Will GPT-5 be able to self-improve?

I want to try to go over some of the objections imagine people are having. I don’t think I fully understand the opposing viewpoint here, so hopefully it will be clarified for me in the comments.

1. LLMs are not truly generating novel ideas, they are just interpolating between existing ideas via memorized statistical patterns.
- I think this is true to some degree. I don’t think that this prevents those interpolations from being testable hypotheses which turn out to be useful. I think there’s enough scientific literature and enough relevant open-source code available on the internet that remixing and integrating will be sufficient for the first few cycles of improvement. And after that, perhaps the resulting LLM++ will be better able to devise truely novel insights.

2. It is too hard to come up with any improvements on LLMs. Lots of people have tried and failed.
- In Sam Altman’s interview with Lex Fridman, Sam says that there have been lots of small improvements between GPT-3 and GPT-4. The improvements don’t have to each be huge leaps in order to make a noticeable difference as they accumulate.


3. LLMs hallucinate too much. They are unreliable and much of the code they produce doesn’t work.
- My observation has been that when I ask GPT-4 for code relating to an easy and common problem, the sort of thing talked about in a lot of online beginner coding tutorials, it does great. Something like a 95% success rate. When I ask GPT-4 for something novel and challenging, about a specific edge case at which I’ve already tried and failed to do an internet search for the answer, then it does poorly. Around a 5% success rate.
- I expect that coming up with a set of code suggestions which result in enough successes to constitute a cycle of self-improvement will be even harder. I’m guessing something like a 0.1% success rate. I think this is sufficient for success if you have automated the process and can afford to run the process enough to generate and test millions of possibilities. This is a largely parallelizable process, so it doesn’t necessarily take much wall clock time.

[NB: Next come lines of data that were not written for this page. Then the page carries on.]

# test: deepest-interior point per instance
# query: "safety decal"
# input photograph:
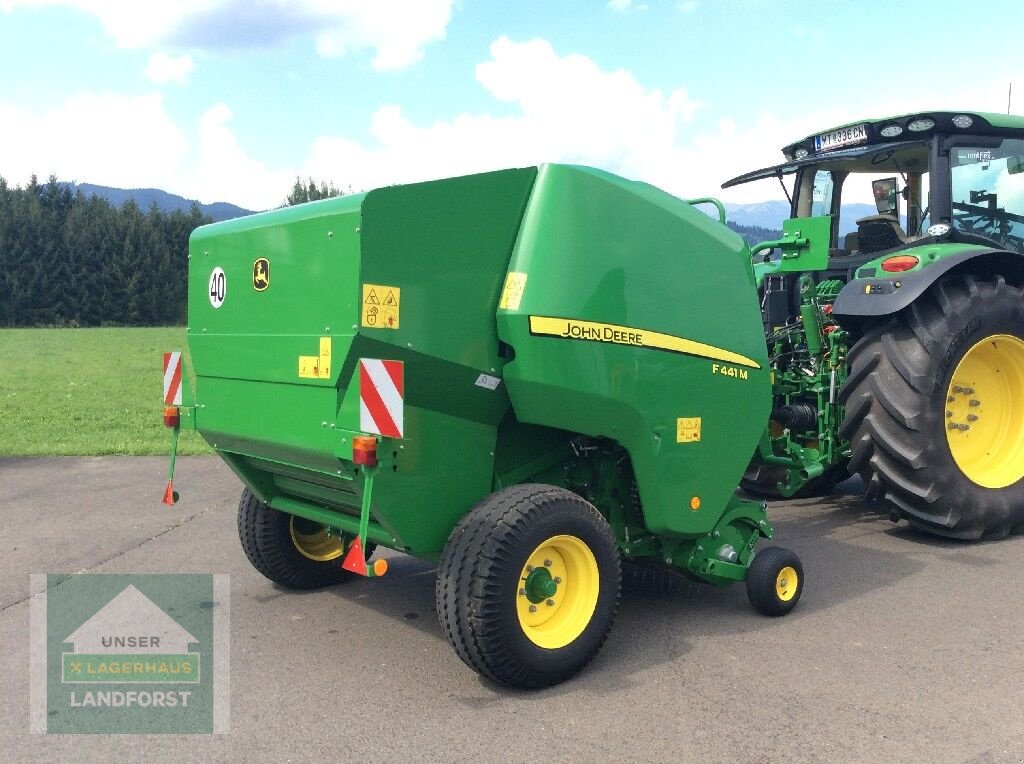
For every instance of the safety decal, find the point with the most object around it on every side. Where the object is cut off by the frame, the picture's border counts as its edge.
(619, 335)
(381, 306)
(688, 429)
(261, 274)
(316, 367)
(515, 285)
(172, 378)
(382, 391)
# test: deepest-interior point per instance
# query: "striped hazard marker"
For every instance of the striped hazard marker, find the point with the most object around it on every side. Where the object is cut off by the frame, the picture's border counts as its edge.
(172, 379)
(382, 397)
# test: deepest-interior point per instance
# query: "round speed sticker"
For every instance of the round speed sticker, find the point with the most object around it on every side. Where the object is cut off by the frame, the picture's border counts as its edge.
(218, 287)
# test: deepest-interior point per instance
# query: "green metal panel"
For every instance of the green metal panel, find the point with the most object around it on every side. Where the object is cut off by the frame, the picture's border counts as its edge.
(445, 245)
(600, 249)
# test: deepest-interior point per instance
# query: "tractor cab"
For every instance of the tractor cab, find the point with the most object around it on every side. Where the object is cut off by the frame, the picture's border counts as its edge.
(894, 183)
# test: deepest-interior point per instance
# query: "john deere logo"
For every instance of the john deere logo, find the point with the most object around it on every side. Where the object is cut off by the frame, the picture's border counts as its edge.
(261, 274)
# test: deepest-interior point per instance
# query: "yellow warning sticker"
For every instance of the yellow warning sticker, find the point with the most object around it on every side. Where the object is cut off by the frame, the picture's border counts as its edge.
(688, 429)
(515, 284)
(381, 305)
(316, 367)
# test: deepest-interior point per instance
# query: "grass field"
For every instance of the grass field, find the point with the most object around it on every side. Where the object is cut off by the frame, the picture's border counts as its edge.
(86, 391)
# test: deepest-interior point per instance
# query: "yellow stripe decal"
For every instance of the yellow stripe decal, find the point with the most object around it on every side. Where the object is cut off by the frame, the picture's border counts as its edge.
(588, 330)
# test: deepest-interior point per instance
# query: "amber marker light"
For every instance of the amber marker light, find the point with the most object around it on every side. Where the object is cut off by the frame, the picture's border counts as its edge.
(899, 263)
(365, 451)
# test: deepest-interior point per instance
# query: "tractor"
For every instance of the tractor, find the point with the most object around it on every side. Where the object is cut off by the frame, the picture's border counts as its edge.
(896, 338)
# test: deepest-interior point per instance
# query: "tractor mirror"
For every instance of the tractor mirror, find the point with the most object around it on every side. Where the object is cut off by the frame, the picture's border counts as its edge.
(885, 196)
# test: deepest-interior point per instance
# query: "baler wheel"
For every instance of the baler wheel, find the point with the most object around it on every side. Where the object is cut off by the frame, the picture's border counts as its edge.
(774, 581)
(528, 586)
(287, 550)
(935, 409)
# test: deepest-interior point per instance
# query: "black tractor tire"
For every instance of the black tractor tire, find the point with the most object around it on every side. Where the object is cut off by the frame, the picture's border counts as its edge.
(761, 480)
(898, 394)
(266, 540)
(774, 581)
(483, 575)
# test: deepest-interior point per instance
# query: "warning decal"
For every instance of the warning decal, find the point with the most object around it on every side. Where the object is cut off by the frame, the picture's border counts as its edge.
(382, 391)
(381, 305)
(688, 429)
(512, 294)
(316, 367)
(172, 379)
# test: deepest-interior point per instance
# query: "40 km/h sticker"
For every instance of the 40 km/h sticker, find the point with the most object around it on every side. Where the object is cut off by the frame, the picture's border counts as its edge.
(218, 287)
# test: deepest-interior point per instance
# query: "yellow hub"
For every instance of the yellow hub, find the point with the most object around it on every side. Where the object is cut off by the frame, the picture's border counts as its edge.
(984, 416)
(557, 592)
(312, 541)
(786, 584)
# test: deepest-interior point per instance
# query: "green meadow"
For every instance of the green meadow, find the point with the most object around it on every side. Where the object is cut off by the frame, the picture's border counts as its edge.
(86, 392)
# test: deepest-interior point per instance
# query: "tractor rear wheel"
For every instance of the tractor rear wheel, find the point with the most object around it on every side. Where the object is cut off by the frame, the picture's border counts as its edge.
(935, 409)
(291, 551)
(528, 586)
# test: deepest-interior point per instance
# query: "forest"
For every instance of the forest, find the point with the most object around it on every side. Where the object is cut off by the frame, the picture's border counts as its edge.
(68, 259)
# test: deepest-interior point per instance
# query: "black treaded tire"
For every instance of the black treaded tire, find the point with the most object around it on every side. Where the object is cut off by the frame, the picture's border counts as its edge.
(895, 397)
(266, 540)
(478, 581)
(763, 577)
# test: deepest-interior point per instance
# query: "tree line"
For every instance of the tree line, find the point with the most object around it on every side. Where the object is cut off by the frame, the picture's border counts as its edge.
(72, 260)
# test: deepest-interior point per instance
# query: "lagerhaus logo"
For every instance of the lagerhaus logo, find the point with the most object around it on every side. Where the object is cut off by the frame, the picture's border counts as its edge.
(130, 653)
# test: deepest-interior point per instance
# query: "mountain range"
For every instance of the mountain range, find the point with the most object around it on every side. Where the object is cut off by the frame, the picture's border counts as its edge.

4. LLMs are currently insufficiently agentic to spontaneously do this.
- I agree. I’m discussing a large well-funded effort by the owners of a SotA LLM who have access to the source code and weights. I expect the process itself to need lots of human development to get started.


5. Initial attempts from API-users putting LLMs into agentic wrappers (e.g. AutoGPT, BabyAGI) don’t seem to have made any progress.
- I would not expect those attempts to work, and their failures so far thus update me nearly not at all against the possibility of RSI. The process I would expect to work would look more like a substantial engineering effort by the controllers of the LLM, with costs of millions of dollars. This effort would involve generating a wide variety of prompt templates that get applied in turn to every potentially relevant academic paper and/​or open source code repository ever published. There would be prompts about summarizing and extracting potentially relevant information. Then the next step would be prompts about generating code. The wrapper system then checks if the code compiles and seems to run without error. If there are errors, feeding those back in and asking for debugging. If no error, then testing training small toy models on a wide variety of small test datasets to see the effects on small scale training runs. If the effects seem at least a little promising, testing on medium scale. If the effects seem promising there, testing at large scale. All this testing of ideas that were 99.9% bad would require a lot of compute. The compute costs plus the prompt-engineering and building the automation process is where I expect the millions of dollars of costs to come from. I would expect this upfront cost to amortise over time, since the prompt engineering and automation work needs to be done mostly just for the beginning of the process. The testing process could itself be improved over time to be less wasteful, catching more of the bad ideas early on before proceeding to the expensive medium or large scale testing.
- The process would also have prompt engineering done to attempt to improve the process itself. Prompts asking meta-questions intended to improve or diversify the original prompts. Prompts pointed at improving the testing process to filter out more bad ideas during the cheap phase of testing. More such approaches I haven’t thought of yet.

I’m not sure if this process would work yet with GPT-4, but it might. I have not seen evidence of a coordinated effort of the scale that would lead me to believe that this has been ruled out. My guess is that GPT-4 is very close to able to function as part of the described system, but not quite good enough. That is why I am betting that GPT-5 will be good enough.

Please let me know in the comments what I’m missing or getting wrong about the beliefs of people who think that GPT-5 won’t be sufficiently capable to be of use in this described process.

[Note: in my Manifold market I describe a scenario using less engineering effort and less compute, because I wanted to make it more of a balanced probability. In this post I describe an easier case, and I feel like 95% confident it would work for at least a few rounds of improvement. Would it taper off after that or accelerate? Unclear.)